Периферийное зрение​​. Режиссер Карина Бесолти — о роли зрителя в современном театре

Для Карины Бесолти, уроженки Северной Осетии и ученицы Виктора Рыжакова, театр — это прежде всего место восстановления справедливости, где невидимые люди могут стать видимыми.
Карина Бесолти
Фото: Заур Тадеев


Бесолти в своих работах отстаивает частного человека и его голос


«Дилфизо и Донада» в казахоязычном алматинском ТЮЗ им. Габита Мусрепова — первая работа молодой режиссерки Карины Бесолти за пределами России — начинается еще до того, как зрители заходят в зал. Этот минималистичный спектакль играют в бывшем подсобном помещении под крышей. Чтобы туда попасть, нужно пройти через роскошное театральное фойе, мимо дверей партера, а потом подняться по невзрачной служебной лестнице. Этот путь — пролог к спектаклю: зритель как бы заглядывает за парадный фасад культуры, чтобы исследовать ее изнанку.

Пьеса местной театральной писательницы и журналистки Ольги Малышевой рассказывает о двух женщинах с похожими судьбами (несбывшиеся детские мечты, ранний договорной брак, разлука с мужем, короткая трудная жизнь матери-одиночки), которых разделяет несколько столетий: Дилфизо — современная таджичка, Донада — средневековая шотландка. Ее родовое имя Малышева держит в тайне до самого финала: на самом деле это леди Макдуф, второстепенная героиня шекспировского «Макбета». Собственно, и пьеса, и спектакль — о «второстепенных» героинях, которыми культура до последнего времени занималась минимально: домохозяйках, матерях, невидимых жертвах патриархата.

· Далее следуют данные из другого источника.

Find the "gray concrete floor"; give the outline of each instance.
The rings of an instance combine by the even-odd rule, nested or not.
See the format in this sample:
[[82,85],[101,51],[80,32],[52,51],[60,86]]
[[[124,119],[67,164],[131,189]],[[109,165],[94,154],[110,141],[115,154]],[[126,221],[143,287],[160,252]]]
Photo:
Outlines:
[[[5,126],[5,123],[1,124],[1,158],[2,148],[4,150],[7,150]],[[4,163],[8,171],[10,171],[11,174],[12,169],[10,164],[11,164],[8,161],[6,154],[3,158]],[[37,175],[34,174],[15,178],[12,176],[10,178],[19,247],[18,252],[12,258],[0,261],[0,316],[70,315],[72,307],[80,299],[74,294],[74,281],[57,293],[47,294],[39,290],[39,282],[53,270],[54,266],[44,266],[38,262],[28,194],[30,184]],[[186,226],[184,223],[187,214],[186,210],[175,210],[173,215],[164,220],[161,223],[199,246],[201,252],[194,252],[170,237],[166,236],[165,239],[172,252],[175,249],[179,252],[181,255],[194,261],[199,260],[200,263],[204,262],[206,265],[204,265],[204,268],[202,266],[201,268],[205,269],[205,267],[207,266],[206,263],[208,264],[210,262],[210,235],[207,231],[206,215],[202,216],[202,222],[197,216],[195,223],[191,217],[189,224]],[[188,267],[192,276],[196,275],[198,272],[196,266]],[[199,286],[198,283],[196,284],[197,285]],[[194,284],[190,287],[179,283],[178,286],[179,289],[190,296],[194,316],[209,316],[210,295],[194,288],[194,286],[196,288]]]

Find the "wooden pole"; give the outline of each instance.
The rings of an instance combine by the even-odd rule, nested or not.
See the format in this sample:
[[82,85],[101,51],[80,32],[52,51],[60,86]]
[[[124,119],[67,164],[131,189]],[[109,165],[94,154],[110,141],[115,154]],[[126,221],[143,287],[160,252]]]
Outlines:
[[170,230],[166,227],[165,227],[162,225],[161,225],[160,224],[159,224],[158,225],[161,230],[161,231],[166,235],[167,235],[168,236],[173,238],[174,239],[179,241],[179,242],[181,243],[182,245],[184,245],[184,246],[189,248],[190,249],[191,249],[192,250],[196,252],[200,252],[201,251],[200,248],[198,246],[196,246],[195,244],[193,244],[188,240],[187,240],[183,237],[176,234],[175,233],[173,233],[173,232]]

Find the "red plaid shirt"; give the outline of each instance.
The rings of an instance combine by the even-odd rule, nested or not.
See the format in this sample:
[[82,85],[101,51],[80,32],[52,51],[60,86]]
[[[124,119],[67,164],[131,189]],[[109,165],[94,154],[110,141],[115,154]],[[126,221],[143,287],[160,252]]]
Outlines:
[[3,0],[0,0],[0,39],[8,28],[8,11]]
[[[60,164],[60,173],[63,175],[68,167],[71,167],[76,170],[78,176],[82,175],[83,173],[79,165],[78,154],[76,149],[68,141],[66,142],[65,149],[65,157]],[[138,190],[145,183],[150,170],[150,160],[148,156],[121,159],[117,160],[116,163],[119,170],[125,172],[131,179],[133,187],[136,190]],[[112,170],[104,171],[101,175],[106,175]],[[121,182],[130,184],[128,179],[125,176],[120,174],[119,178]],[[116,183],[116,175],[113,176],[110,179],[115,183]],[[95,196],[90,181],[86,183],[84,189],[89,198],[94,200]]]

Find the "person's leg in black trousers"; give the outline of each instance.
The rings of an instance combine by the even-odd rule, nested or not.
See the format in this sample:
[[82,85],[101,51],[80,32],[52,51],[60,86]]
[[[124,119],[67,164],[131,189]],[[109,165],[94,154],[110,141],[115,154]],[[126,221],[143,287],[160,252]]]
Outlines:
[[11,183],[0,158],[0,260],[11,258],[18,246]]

Периферия — важное слово в работе Бесолти. Периферия империи, периферия культуры, социальная периферия: все это — предмет ее художественного интереса. Ее герой (чаще героиня) — некто, несправедливо обделенный вниманием.


Карина Бесолти; поселок Мизур
Фото: Заур Тадеев


Карина Бесолти родилась и выросла в Северной Осетии. «В юности у меня были сложные отношения с национальной идентичностью, — вспоминает она. — Когда я переехала из маленького города во Владикавказ, я стеснялась говорить по-осетински, там это было не круто». Сегодня Бесолти называет себя осетинской режиссеркой и задумывается о том, чтобы начать писать художественные тексты по-осетински. «Эта тема болит, — признается она. — Я уехала, я и не там, и не здесь. Как воздушный шарик».

Во Владикавказе Бесолти продюсировала несколько театральных проектов — например, первый в Северной Осетии документальный спектакль «Братья» (2017) о владикавказских подростках в постановке Никиты Бетехтина. «К нам пришли подростки и их родители, которые в театр обычно не ходят, — вспоминает Бесолти. — Была острая дискуссия. Родители не верили, что это про их детей. Думаю, это был самый важный результат, которого я достигла в своих продюсерских проектах».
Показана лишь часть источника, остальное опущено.